最后我使用Nsight进行整体的显存占用变化可视化，用自己编写的memory类调用pytorch的内置函数输出分析步骤级的GPU占用，唯一的问题是：假如某一个步骤中GPU最大占用了4个G，但是最后释放完成后只占用了2个G，并且最大占用没有大到改变到pytorch的max_allocated，则不能准确得到这个最大占用的4个G，想知道这个信息只能将该步骤进一步切分分析。
Memory类代码：

import torch

# torch.cuda.empty_cache()

class MemoryInfoGPU:
    def __init__(self, device_idx = 0):
        torch.cuda.empty_cache()
        self.device = device_idx
        self.last_allocated = 0
        self.last_cached = 0
        self.last_max_allocated = 0
        self.last_max_cached = 0

        self.now_allocated = 0
        self.now_cached = 0
        self.max_allocated = 0
        self.max_cached = 0
        
        self.queryGPU()
        
    def queryGPU(self):
        self.last_allocated = self.now_allocated
        self.last_cached = self.now_cached
        self.last_max_allocated = self.max_allocated
        self.last_max_cached = self.max_cached
        
        self.now_allocated = torch.cuda.memory_allocated(device=self.device)
        self.now_cached = torch.cuda.memory_reserved(device=self.device)
        self.max_allocated = torch.cuda.max_memory_allocated(device=self.device)
        self.max_cached = torch.cuda.max_memory_cached(device=self.device)

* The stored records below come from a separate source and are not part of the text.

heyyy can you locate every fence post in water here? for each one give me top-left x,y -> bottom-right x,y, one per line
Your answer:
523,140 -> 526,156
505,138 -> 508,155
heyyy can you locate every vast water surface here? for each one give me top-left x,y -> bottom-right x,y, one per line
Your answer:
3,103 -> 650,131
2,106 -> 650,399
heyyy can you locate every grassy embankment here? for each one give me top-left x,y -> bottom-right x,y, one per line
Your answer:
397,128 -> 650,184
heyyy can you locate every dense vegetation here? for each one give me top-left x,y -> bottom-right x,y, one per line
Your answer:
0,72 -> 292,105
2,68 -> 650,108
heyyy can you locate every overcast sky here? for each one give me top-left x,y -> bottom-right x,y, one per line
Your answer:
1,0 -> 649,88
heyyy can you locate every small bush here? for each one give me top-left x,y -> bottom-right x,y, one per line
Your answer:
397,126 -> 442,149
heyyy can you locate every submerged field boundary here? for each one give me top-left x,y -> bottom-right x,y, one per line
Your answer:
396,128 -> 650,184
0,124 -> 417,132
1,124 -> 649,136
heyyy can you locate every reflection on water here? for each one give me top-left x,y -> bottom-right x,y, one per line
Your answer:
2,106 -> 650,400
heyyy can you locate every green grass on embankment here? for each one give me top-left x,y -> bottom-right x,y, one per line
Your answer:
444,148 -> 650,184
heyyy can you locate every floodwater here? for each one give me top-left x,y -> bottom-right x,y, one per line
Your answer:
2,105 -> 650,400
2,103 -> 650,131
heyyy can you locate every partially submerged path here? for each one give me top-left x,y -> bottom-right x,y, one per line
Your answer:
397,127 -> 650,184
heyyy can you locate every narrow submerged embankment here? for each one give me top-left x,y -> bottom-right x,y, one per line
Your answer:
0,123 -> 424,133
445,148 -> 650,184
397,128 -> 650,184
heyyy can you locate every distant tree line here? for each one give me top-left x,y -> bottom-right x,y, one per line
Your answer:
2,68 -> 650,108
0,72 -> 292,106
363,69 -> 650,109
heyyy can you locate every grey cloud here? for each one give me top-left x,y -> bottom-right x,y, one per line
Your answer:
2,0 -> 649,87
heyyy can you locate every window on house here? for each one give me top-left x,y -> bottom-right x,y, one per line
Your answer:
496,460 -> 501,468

    def printMemoryInfo(self):
        print(str(self.device) + " GPU Memory Info: ")
        print("\tNow Allocated:\t", self.now_allocated/1024.0/1024.0, " MB",
              "\tNow Cached:\t", self.now_cached/1024.0/1024.0, " MB")
        print("\tMax Allocated:\t", self.max_allocated/1024/1024.0, " MB",
              "\tMax Cached:\t", self.max_cached/1024.0/1024.0, " MB")
        return
    
    def printConsume(self, message):
        print(message)
        print("Consume:\t", (self.now_allocated - self.last_allocated)/1024.0/1024.0, " MB")
        if(self.max_allocated > self.last_max_allocated):
            print("But need:\t", (self.max_allocated - self.last_allocated)/1024.0/1024.0, " MB")
        # 如果之前的最大分配非常大，这次没有超过，是不能得出准确的本进程最大分配的。
        
    def _before(self):
        self.queryGPU()
        
    def _after(self, message = ""):
        self.queryGPU()
        self.printMemoryInfo()
        self.printConsume(message)